This 2-day conference showcased innovative approaches in public health and included speakers with a focus on health equity and public health. The conference was open to healthcare and human services clinicians and providers, community-based organizations, faith-based organizations, patients, health plans, researchers, public health officials, students and anyone interested in health equity and public health.

As part of our Arts and Health break-out session, co-presenters, Wendy Grossman invited all of our session attendees to co-create a community poem on wellness. Everyone was given the same prompt: My wellness feels like…. and asked to finish the line. Wendy collected the cards and created a poem from the submissions. She read the poem to the group before we closed our session.

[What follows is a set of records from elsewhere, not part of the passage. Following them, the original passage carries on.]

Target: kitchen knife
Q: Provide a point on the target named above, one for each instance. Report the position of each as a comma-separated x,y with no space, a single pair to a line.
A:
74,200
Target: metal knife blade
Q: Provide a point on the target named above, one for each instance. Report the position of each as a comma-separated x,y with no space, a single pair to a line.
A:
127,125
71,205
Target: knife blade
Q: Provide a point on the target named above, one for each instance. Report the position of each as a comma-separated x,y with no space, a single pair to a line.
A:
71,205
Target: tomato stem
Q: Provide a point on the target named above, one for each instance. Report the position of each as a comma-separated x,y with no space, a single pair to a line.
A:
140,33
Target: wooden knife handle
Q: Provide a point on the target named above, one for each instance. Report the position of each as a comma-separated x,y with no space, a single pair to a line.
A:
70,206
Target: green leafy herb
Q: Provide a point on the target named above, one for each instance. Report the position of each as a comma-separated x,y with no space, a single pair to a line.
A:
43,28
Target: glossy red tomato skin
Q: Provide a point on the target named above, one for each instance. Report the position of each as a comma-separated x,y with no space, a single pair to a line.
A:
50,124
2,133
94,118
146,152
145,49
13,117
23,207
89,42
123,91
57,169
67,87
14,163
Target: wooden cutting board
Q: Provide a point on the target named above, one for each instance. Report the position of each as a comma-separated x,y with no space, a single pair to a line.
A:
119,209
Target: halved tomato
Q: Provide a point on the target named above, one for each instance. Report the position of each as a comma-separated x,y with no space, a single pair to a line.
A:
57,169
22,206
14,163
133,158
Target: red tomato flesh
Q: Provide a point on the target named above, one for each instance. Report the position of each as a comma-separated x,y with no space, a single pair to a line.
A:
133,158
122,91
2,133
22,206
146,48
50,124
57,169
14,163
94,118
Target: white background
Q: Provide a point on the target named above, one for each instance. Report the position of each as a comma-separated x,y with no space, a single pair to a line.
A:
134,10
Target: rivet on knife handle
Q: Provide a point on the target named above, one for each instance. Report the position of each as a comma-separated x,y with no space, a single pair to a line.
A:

(contributors: Amanda, Anisa, Deep, Denise, Eric, Karen, Kelsey, Kenya, Laura, William and 14 other Anonymous poets)

My Wellness Feels Like

My wellness feels like
a great day       a summer day
sometimes like a cold winter day that turns into a winter night
my wellness feels like the calm of the ocean on somedays
but also the crashing of the waves
my wellness feels like the peace and tranquility
and stillness after a rainstorm
feels like finding the perfect song that matches how I feel
my wellness feels like my baby kicking me
and reminding me he is there
my wellness feels like a breath of fresh air
like playing the right chord on my guitar
my wellness feels like sipping hot Guatemalan coffee (café Bombon)
at or around the PVD pedestrian bridge on a sunny day
feels like hanging outside, after family lunch,
blowing bubbles with my grown nephews
my wellness feels like the blooming cherry blossoms outside of the library
where I’m curled up by a huge window with my favorite book
and a steaming cup of coffee
my wellness feels like a healthy family around me and time to enjoy them
a positive sense of physical and mental well-being
my strength pushing me forward each day!
my wellness feels like contentment
like an exciting opportunity for self-care
my wellness feels like a hyacinth trying to keep itself up
sunshine beating down on my face
a warm summer sunny day enjoying all aspects of nature
and the wonder of all things
my wellness feels like selfcare, is surfing and music
the perfect combination of calm and energy
a balancing act held in equipoise, delicate but durable
my wellness feels like happiness
like a well-tuned cello
my wellness feels like the sound of my toddler’s snores and quietness of the night
I am finally able to hear myself think before dozing off to sleep
my wellness feels like understanding, acceptance,
needs that are easily accessed, harmony, peace, pain reduction,
community resources used to assist all, a universal love for all living things,
sharing of experiences to be known, to be heard and help others be heard,
to create better understanding and connectedness
my wellness feels like a cloudy night, waiting for the moon to come out!


More info on the session:

Break out Session: The impact of Arts and Health on individual and community health and well-being.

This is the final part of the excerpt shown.